Americans list being lazy and not having enough time as excuses as their main reasons for failing to stick to a regime of physical fitness. Others say they can't stay motivated and exercise routines are not fun.
"If it's fun you're not doing it right," Shaw said. "Exercise doesn't do you any good if it doesn't tire you out, if it doesn't raise your heart rate," he said.
Shaw, who is the CEO of his own company, Ogie Shaw Fitness, has a prestigious list of clients, including Oregon's National Guard troops, the Portland Trail Blazers basketball team and the Seattle Seahawks football team. He has worked with NASA's astronaut physical fitness training program and is an athlete in his own right.
"You all know what you should be doing to stay fit," he said. "But how many of you exercise a minimum of 45 minutes a day, three times a week?" he asked, nodding his head when only a few hands were raised in response.
"But all of you have gone on diets at one time or another," he noted. "Quit that," he advised. Shaw said since Americans decided that dieting would cure their fitness problems, the obesity rate has gone out of control.
"Dieting doesn't work," he said, saying that cutting back on food just makes a person's brain think the body is being starved.
"Dieting slows your metabolism rate, causing your body to store fat," he explained.
While blasting Americans' obsession with dieting and avoidance of exercise, Shaw did have some suggestions for getting on the right track.
"There is an exercise program which will help you get back into shape," Shaw said.
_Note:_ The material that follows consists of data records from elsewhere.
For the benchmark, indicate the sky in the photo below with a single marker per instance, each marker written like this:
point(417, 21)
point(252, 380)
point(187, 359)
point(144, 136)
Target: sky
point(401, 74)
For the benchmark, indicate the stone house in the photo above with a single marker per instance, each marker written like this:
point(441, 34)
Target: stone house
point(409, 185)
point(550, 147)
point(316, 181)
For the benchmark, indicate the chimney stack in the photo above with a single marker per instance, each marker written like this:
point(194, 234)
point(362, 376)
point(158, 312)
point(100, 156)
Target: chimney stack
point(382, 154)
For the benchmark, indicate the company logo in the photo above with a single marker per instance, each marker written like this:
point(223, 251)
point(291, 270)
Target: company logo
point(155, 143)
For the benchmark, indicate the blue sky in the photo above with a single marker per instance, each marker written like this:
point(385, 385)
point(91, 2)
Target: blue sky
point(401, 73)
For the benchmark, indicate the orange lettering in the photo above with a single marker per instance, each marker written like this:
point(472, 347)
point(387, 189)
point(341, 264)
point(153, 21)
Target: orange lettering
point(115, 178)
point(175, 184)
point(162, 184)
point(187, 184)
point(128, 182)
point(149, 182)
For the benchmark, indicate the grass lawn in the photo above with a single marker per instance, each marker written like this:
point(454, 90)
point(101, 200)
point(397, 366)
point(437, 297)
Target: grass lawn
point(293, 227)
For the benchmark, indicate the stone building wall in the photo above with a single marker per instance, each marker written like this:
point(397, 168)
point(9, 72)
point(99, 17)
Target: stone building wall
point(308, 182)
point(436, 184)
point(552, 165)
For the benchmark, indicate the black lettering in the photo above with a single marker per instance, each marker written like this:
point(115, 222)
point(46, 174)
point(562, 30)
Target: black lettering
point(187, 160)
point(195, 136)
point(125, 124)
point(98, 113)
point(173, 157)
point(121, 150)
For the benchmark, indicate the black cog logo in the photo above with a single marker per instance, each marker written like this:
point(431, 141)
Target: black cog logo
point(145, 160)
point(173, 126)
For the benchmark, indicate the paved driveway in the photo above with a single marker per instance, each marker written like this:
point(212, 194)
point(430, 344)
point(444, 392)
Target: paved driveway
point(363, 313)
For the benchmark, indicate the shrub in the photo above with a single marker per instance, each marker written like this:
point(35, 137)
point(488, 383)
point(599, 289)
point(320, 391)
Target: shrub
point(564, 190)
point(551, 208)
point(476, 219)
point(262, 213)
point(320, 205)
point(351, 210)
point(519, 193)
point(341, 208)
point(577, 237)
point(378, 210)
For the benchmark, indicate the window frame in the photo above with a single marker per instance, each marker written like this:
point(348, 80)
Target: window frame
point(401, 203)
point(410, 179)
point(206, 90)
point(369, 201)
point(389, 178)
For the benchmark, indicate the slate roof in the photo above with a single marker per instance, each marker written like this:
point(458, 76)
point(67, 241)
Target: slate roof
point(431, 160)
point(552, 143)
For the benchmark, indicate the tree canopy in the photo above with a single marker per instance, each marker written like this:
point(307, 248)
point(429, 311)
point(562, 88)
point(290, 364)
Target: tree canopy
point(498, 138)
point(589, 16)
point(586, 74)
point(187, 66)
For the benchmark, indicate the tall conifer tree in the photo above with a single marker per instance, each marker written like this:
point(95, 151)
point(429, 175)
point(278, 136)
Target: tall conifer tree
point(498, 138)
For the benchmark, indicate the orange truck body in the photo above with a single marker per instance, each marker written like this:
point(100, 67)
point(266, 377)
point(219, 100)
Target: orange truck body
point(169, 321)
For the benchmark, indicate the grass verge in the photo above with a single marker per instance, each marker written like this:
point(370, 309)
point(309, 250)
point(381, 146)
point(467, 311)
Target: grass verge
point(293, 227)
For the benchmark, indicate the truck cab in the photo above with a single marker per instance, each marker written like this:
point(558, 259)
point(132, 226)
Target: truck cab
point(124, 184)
Developed by the NASA program to help astronauts keep in shape while in a zero gravity state, the gadget is a silver tube with two pulley ropes. Called the Isorobic exerciser, Shaw demonstrated how the exerciser uses tension and resistance to build muscle strength and improve cardiovascular tone in a simple five-minute workout.
He also encouraged the club members to make exercise, any kind of movement, a part of their daily habits, "just like brushing your teeth. Just stick to it."
Shaw recommended the Rotarians read Dr. Roy Vartabedian's book, "Nutripoints," a book Shaw believes offers the "best information about getting proper nutrition."
"Don't diet, just eat right," he advised.